Magazine

Picture of Stephen Sumner

Stephen Sumner

What is an XML Sitemap and How Should You Optimise It

You can build the most technically elaborate website using just about any platform or codebase available. It can have the best layout, beautiful images and clear and concise articles. But how is anyone going to find it?

When you launch your website, it isn’t good enough to assume “If you build it, they will come,” because they won’t, unless you have some tools in the background to let the search engine spiders know your site is up and ready for crawling, indexation and ranking.

Yes, you can share your content across social media, but that’s not nearly enough if you want thousands of visitors stopping by each day unless you have large followings already. When people do a search on Google for something in particular, unless your site is listed in the search results, people won’t just find you.

You need a sitemap, but not just any sitemap. You need an XML sitemap for search engine optimisation. Adding an XML sitemap is just one of the ever-growing list of tasks you need to perform to win at SEO these days.

WHAT IS A SITEMAP?

Firstly, an XML sitemap, or what some people refer to as a “Google sitemap,” is a different beast than a navigational sitemap or HTML sitemap as we call it amongst SEO circles. An HTML sitemap is actually a directory that you put on your website or blog for your human visitors. This type of sitemap lists the various sections of your site to help human visitors navigate their way around your site, you’ve probably stumbled across one and they are normally found linked to from the footer navigation in many sites, below is a quick screengrab of a fairly typical HTML sitemap.

An XML sitemap, however, is used by search engine robots, spiders or crawlers – to read your site’s URLs, site architecture and the metadata contained in your site. You don’t post an XML sitemap to your site for your human visitors to see (except for people like me). The XML sitemap is only shown to search engine spiders behind the scenes to tell the search engines which URLs are to be spidered, how often the search engine should revisit and also if a given URL should be treated with a higher priority than another, although there is a little bit of doubt whether the priority directive really gets much attention these days.

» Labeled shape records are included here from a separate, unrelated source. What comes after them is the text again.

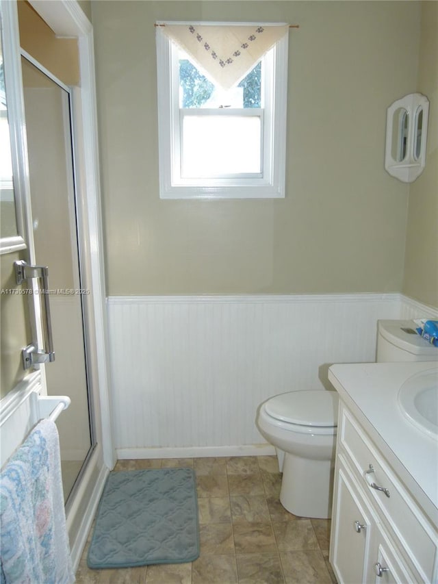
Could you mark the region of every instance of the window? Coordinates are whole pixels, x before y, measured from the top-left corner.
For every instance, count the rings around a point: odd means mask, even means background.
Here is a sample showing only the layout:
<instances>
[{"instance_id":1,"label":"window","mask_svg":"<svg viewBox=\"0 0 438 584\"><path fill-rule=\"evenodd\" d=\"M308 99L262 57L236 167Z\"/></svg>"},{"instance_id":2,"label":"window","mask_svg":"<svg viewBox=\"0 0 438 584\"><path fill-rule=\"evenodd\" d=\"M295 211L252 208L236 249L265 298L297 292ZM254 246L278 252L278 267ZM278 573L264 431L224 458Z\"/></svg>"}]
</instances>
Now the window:
<instances>
[{"instance_id":1,"label":"window","mask_svg":"<svg viewBox=\"0 0 438 584\"><path fill-rule=\"evenodd\" d=\"M230 89L162 27L157 55L160 197L283 197L287 35Z\"/></svg>"}]
</instances>

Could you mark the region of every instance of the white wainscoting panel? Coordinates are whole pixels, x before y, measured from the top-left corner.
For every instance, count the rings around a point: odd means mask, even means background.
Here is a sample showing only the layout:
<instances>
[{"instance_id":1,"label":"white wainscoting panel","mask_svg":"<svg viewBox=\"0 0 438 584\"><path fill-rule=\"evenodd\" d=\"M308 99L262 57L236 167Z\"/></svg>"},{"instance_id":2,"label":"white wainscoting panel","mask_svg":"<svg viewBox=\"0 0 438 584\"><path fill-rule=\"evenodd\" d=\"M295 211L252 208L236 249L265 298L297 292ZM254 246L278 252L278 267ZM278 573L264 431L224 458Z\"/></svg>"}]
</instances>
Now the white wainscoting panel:
<instances>
[{"instance_id":1,"label":"white wainscoting panel","mask_svg":"<svg viewBox=\"0 0 438 584\"><path fill-rule=\"evenodd\" d=\"M407 296L401 296L400 318L410 320L411 318L438 318L438 309L426 306Z\"/></svg>"},{"instance_id":2,"label":"white wainscoting panel","mask_svg":"<svg viewBox=\"0 0 438 584\"><path fill-rule=\"evenodd\" d=\"M400 297L112 296L107 304L114 442L128 458L265 443L259 404L331 388L331 364L374 361L376 321L400 318Z\"/></svg>"}]
</instances>

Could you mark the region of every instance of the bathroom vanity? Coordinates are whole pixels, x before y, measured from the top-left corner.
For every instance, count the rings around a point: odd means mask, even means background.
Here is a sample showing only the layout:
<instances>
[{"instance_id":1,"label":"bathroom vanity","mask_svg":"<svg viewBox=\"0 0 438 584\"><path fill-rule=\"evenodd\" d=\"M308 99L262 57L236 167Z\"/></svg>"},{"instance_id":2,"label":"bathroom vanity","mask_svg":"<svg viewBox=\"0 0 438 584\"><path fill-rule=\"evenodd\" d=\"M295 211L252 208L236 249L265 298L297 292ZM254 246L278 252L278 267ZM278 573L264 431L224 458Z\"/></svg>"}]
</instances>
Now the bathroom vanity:
<instances>
[{"instance_id":1,"label":"bathroom vanity","mask_svg":"<svg viewBox=\"0 0 438 584\"><path fill-rule=\"evenodd\" d=\"M399 399L404 385L432 383L422 391L436 407L438 366L333 365L328 379L340 398L330 546L338 582L438 582L436 422L422 428Z\"/></svg>"}]
</instances>

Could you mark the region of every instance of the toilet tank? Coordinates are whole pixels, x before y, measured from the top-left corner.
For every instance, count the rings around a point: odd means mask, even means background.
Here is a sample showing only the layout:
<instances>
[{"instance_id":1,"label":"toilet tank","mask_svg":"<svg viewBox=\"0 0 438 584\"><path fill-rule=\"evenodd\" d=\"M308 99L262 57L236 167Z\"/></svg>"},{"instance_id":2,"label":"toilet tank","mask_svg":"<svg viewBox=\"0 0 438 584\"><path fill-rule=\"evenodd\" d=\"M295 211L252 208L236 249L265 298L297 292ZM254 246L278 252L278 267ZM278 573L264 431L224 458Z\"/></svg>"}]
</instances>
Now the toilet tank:
<instances>
[{"instance_id":1,"label":"toilet tank","mask_svg":"<svg viewBox=\"0 0 438 584\"><path fill-rule=\"evenodd\" d=\"M413 320L378 320L376 361L438 361L438 347L417 333Z\"/></svg>"}]
</instances>

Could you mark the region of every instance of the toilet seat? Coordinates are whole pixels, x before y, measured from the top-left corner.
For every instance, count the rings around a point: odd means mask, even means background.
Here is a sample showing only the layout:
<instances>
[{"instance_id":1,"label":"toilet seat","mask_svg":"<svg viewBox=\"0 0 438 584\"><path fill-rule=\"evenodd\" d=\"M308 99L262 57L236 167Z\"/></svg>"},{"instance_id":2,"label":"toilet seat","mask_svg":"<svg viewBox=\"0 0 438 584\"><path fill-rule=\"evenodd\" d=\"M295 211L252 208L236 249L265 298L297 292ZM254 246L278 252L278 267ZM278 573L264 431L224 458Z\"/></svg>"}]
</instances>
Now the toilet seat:
<instances>
[{"instance_id":1,"label":"toilet seat","mask_svg":"<svg viewBox=\"0 0 438 584\"><path fill-rule=\"evenodd\" d=\"M265 410L280 422L328 429L337 426L337 404L336 392L302 390L270 398Z\"/></svg>"}]
</instances>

As such, an XML sitemap is a critical tool in your SEO (search engine optimisation) tool kit and still seems to be one that many online marketing folks and website builders seem to overlook. For me personally, I have worked on hundreds of sites over the years and right now when I conduct my ecommerce SEO audits, it still surprises me how many sites either are missing an XML sitemap altogether or it’s not set-up right.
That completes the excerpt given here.